Mahindra and Mahindra (M&M) has managed to grow market share in a relatively tough year to 43.8% in the domestic tractor market. The company is also eyeing growth in the farm machinery segment. Speaking to Sohini Das over a virtual platform, Hemant Sikka, president of the farm equipment sector of the company talks about his growth plans. Edited excerpts:
What will be the growth of the tractor industry in the current financial year (FY25)?
We are bullish on our tractor outlook. I think the fourth quarter (Q4) is going to be a pretty strong one. We are looking at a 15 per cent growth in Q4, which will lead to a full-year growth guidance of about 7 per cent. The reservoir levels are good, the kharif crop was very good, and the going has been strong. Now all crops are in the phase of ripening and hopefully we will get a good harvest for ravi as well. We have not come out with the guidance for FY26. It will take a bit more time to see the early indications on monsoons, which we usually get by the end of April.
What kind of domestic market share will you end FY25 with?
M&M has done really well in terms of strengthening its domestic tractor position — our market share has traditionally been around 41 per cent, and this year, we are at 43.8 per cent year-on-year (Y-o-Y) in January. Our teams go out and fight for market share every day. We don’t want to comment on February and March numbers at the moment.
Demand for horticulture tractors is on the rise. Your comments.
We are clearly seeing this macro trend play out over the last 15-20 years. Cereal production in India is seeing a lower growth rate, whereas horticulture rate of growth is much faster. In fact, if you see the India food basket, horticulture used to be about 9 per cent, but now it is 13 per cent, and this change has happened in the last 10 years. It is extremely good for the tractor industry because as crop diversification happens to horticulture, there are new use-cases for tractors.

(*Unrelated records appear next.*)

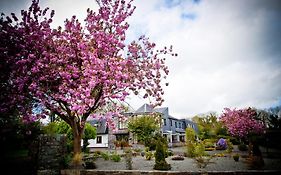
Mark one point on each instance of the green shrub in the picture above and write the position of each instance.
(229, 146)
(190, 152)
(234, 141)
(89, 164)
(178, 158)
(115, 157)
(105, 155)
(162, 165)
(160, 154)
(148, 155)
(128, 158)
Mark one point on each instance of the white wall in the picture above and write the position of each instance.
(104, 144)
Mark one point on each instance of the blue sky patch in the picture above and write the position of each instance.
(190, 16)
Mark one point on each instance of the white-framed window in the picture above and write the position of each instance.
(99, 139)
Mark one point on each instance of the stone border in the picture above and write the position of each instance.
(138, 172)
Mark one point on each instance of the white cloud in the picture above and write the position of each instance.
(224, 58)
(229, 51)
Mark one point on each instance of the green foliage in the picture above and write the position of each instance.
(61, 127)
(229, 146)
(144, 127)
(162, 165)
(190, 135)
(90, 132)
(105, 155)
(242, 147)
(190, 152)
(148, 155)
(128, 158)
(210, 127)
(115, 157)
(195, 149)
(65, 161)
(160, 154)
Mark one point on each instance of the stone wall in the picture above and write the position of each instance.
(51, 152)
(136, 172)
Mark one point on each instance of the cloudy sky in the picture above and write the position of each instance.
(229, 50)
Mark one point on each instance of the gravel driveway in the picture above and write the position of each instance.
(188, 164)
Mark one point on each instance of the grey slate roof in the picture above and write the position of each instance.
(101, 125)
(145, 108)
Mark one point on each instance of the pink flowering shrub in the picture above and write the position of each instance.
(77, 70)
(241, 122)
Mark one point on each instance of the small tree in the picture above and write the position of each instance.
(144, 127)
(161, 153)
(75, 70)
(242, 123)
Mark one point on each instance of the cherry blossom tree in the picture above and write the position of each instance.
(241, 122)
(76, 70)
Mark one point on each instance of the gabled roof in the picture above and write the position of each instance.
(161, 110)
(100, 124)
(145, 108)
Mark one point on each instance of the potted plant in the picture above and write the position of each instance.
(236, 157)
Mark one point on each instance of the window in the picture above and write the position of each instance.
(99, 139)
(122, 124)
(164, 122)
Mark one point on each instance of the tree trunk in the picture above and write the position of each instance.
(77, 144)
(77, 159)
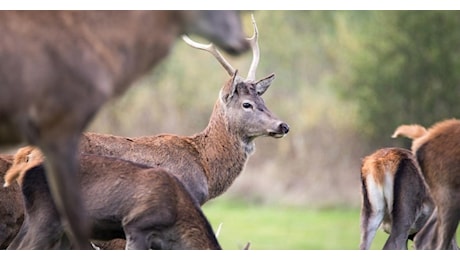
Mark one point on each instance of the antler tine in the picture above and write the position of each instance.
(218, 229)
(212, 49)
(255, 51)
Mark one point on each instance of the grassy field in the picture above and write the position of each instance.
(286, 228)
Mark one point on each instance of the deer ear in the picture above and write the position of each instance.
(263, 84)
(229, 89)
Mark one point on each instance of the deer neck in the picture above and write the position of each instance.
(224, 152)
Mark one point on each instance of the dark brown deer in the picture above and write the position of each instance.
(438, 154)
(148, 207)
(59, 67)
(394, 197)
(207, 162)
(11, 205)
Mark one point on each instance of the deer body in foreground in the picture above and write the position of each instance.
(394, 197)
(438, 154)
(207, 162)
(59, 67)
(11, 206)
(148, 207)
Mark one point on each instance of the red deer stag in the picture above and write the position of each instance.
(394, 197)
(11, 206)
(148, 207)
(207, 162)
(59, 67)
(438, 153)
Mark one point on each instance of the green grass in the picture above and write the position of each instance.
(286, 228)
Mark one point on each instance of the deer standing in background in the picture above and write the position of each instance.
(207, 162)
(438, 153)
(148, 207)
(394, 197)
(59, 67)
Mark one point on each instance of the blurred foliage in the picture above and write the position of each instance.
(403, 67)
(344, 81)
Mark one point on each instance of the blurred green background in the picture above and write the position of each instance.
(344, 81)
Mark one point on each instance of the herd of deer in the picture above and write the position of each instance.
(59, 67)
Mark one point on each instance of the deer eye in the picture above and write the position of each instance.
(247, 105)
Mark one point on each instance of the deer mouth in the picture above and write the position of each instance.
(283, 129)
(276, 135)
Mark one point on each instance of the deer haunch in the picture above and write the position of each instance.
(438, 154)
(147, 206)
(207, 162)
(59, 67)
(394, 196)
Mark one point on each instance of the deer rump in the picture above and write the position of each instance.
(148, 207)
(394, 196)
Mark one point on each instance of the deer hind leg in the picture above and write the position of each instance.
(146, 230)
(372, 213)
(446, 226)
(406, 205)
(61, 171)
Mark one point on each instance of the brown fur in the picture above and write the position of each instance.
(438, 153)
(59, 67)
(207, 162)
(410, 131)
(394, 197)
(11, 206)
(25, 158)
(148, 207)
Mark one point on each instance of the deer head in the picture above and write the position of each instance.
(241, 98)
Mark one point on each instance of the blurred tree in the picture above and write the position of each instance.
(401, 67)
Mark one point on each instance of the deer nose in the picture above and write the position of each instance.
(284, 128)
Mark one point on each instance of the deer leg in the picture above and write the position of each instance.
(372, 213)
(19, 236)
(447, 224)
(61, 171)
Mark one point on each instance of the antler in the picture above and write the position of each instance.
(212, 49)
(230, 70)
(255, 51)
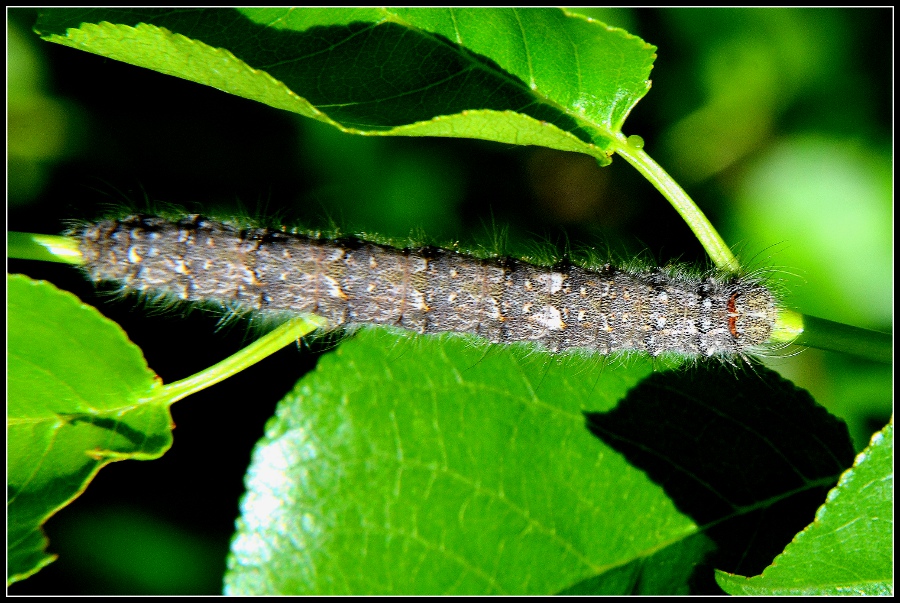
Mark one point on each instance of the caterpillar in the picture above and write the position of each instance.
(350, 281)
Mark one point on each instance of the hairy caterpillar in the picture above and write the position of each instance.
(429, 289)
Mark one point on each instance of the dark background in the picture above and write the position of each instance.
(744, 102)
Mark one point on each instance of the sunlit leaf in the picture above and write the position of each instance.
(75, 387)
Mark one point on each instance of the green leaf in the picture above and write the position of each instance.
(848, 549)
(430, 465)
(76, 387)
(517, 76)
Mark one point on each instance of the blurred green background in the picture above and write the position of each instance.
(776, 121)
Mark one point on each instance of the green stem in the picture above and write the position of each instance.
(823, 334)
(270, 343)
(707, 235)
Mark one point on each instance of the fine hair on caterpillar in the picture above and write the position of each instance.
(350, 281)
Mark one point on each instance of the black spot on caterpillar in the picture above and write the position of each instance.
(349, 281)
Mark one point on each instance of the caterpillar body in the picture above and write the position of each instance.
(427, 289)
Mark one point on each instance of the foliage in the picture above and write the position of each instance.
(446, 466)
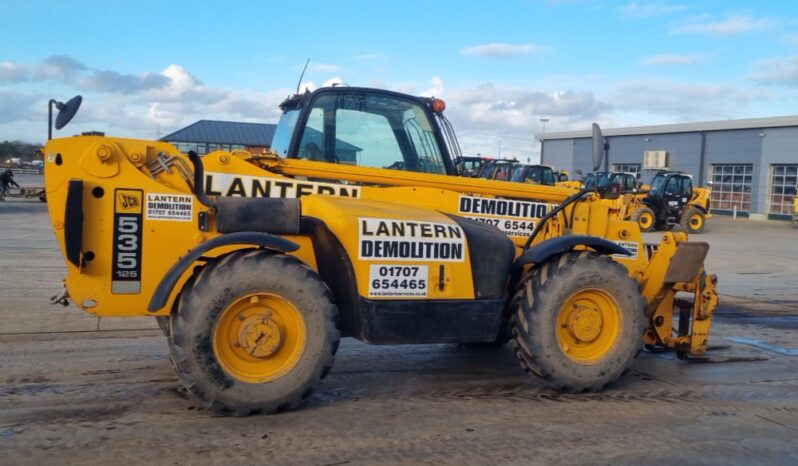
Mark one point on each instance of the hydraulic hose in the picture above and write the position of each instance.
(199, 180)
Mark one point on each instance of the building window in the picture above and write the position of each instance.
(783, 184)
(633, 168)
(731, 187)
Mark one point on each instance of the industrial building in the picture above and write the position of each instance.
(206, 136)
(751, 164)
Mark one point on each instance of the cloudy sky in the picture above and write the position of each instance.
(147, 68)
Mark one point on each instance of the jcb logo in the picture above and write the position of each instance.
(128, 201)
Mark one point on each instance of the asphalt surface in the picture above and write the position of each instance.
(77, 391)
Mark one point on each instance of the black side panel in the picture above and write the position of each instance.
(73, 222)
(438, 321)
(247, 238)
(262, 214)
(492, 255)
(551, 247)
(335, 268)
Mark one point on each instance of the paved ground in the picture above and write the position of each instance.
(70, 393)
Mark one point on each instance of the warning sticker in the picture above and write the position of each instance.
(398, 281)
(177, 207)
(402, 240)
(511, 217)
(631, 246)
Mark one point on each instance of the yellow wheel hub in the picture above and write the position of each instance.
(645, 220)
(696, 221)
(259, 338)
(589, 325)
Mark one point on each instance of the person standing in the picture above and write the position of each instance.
(6, 181)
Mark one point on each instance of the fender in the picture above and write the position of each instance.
(554, 246)
(167, 284)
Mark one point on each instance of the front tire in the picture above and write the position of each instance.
(579, 322)
(254, 332)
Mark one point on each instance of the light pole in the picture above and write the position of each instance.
(544, 121)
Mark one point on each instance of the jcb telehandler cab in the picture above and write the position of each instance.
(672, 200)
(354, 226)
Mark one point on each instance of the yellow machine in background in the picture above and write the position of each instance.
(256, 264)
(670, 199)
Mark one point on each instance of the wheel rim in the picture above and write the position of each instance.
(588, 325)
(696, 221)
(646, 220)
(259, 338)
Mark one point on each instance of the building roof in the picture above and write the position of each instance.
(748, 123)
(225, 132)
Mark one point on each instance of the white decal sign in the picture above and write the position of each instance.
(631, 246)
(176, 207)
(511, 217)
(406, 281)
(226, 184)
(401, 240)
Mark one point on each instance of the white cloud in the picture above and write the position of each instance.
(368, 57)
(649, 9)
(733, 25)
(12, 73)
(323, 67)
(673, 59)
(497, 50)
(782, 71)
(332, 81)
(683, 101)
(126, 104)
(437, 88)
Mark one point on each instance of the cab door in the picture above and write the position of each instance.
(672, 197)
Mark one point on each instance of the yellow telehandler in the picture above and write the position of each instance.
(355, 225)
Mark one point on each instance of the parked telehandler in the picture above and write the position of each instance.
(670, 200)
(256, 264)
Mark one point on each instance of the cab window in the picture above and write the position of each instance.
(687, 187)
(631, 183)
(371, 131)
(673, 187)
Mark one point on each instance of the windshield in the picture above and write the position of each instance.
(283, 133)
(658, 184)
(518, 174)
(605, 180)
(590, 181)
(370, 130)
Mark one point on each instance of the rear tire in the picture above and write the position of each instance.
(254, 332)
(693, 220)
(645, 218)
(579, 322)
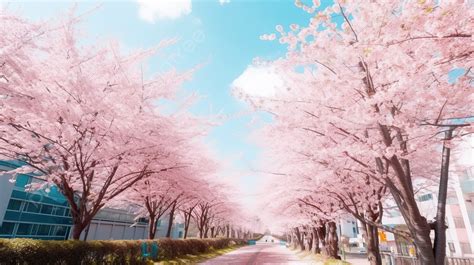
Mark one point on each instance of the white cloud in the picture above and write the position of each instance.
(151, 10)
(259, 81)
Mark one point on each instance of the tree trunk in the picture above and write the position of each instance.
(170, 220)
(317, 249)
(187, 222)
(322, 236)
(440, 227)
(332, 247)
(151, 227)
(373, 252)
(309, 240)
(299, 239)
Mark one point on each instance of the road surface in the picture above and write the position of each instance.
(263, 252)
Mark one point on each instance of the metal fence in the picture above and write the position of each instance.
(391, 259)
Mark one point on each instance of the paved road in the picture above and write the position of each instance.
(264, 252)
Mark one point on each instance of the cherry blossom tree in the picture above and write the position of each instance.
(83, 118)
(376, 88)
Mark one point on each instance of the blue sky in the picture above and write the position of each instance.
(223, 36)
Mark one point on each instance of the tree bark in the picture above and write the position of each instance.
(332, 247)
(309, 239)
(213, 229)
(373, 252)
(299, 238)
(317, 249)
(170, 220)
(151, 227)
(440, 227)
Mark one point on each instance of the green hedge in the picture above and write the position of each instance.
(42, 252)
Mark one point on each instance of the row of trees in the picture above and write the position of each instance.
(374, 99)
(92, 122)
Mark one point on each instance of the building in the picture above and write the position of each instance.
(46, 215)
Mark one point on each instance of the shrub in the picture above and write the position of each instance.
(21, 251)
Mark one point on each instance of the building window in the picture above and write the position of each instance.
(7, 228)
(14, 205)
(58, 211)
(43, 230)
(425, 197)
(33, 207)
(451, 247)
(24, 229)
(59, 231)
(46, 209)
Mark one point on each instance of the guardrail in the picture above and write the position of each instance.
(391, 259)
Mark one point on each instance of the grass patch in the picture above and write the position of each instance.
(193, 259)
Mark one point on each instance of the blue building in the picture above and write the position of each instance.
(46, 215)
(31, 214)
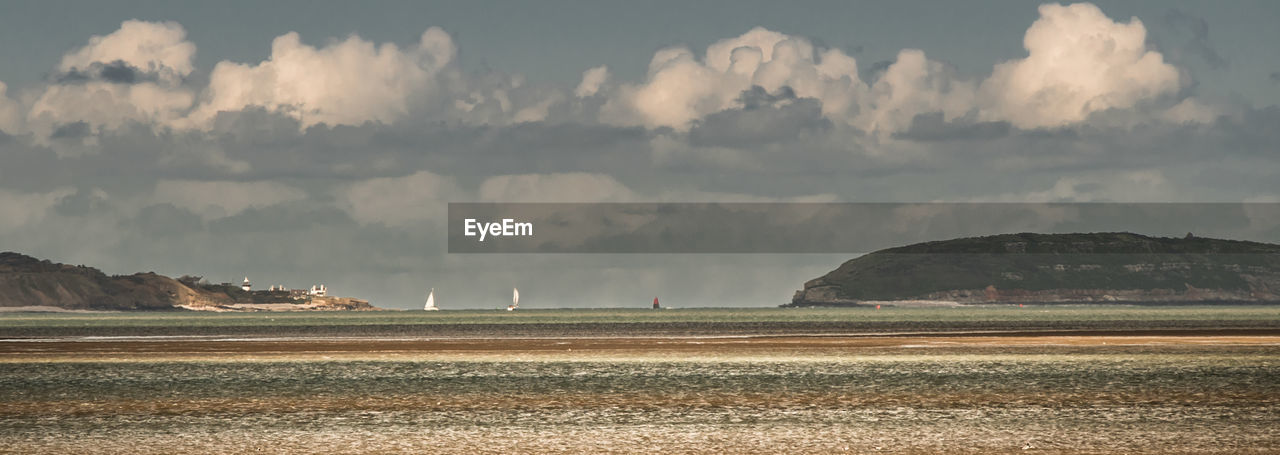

How are the lightweight sub-30 HP tractors OJA and Target doing?
Our lightweight tractors segment — OJA (under M&M brand) and Target (under the Swaraj brand) — has come up well with horticulture. India used to be a strong market for heavy, multi-utility tractors.
Of the total 949,000-unit tractor market in India, lightweight smaller tractors will be around 50,000-55,000 units, which is around 6 per cent or so of the total market. This is roughly the size of the total market in countries like Turkey, and Thailand. In India, this segment is typically strong in states like Maharashtra, Karnataka, etc.
After the launch of Target and OJA, between our two brands, we have gained over 7 per cent market share in this less than 30 HP lightweight tractor segment.
You had plans to double exports riding on the OJA. How is that going?
The OJA is actually developed as a global tractor platform. India is one of the markets, but it will not be the largest market for OJA. The largest market for OJA will be the US. In the US, the less than 40HP market is a very very large market, and we have to play with our best product there. So, OJA is a global platform. India is one of the markets, not the only market or the lead market. The lead market is going to be the US for this. After launching the product in Cape Town, South Africa, we have unveiled and started to sell it in the US, in Thailand, and, the first batches for seeding (the market) are going into Brazil, and Australia. In Thailand and the US, we are getting very good response to our product.
But, is the US tractor market in a downcycle?
The whole tractor industry in the US has been in a bit of a downcycle for almost three years now. But we believe that with the interest rate cycle reversing in the US, the market will bounce back… and that's why we are in a very good position with our new products.
What do you have to say on likely tariffs by the US administration?
On tariffs, I think we should wait for facts to emerge.
What kind of growth outlook do you have for the farm machinery segment?
In the last two years, we have grown our farm machinery business by 40 per cent Y-o-Y. And this year we will grow at around 20 per cent. So, we are very happy with the growth because in the last three years, our business has grown by almost 150 per cent. Therefore, this year we are likely to cross a very major milestone of ₹1,000 crore, and we are very happy with it.
Will you set up more overseas plants this year?
We have plants in seven countries already — the US, Japan, Turkey, Brazil, Algeria, Spain, and Finland. We do a lot of local sourcing also. For example, in Japan it is a very high percentage of localisation, while in Brazil, it is around 50 per cent.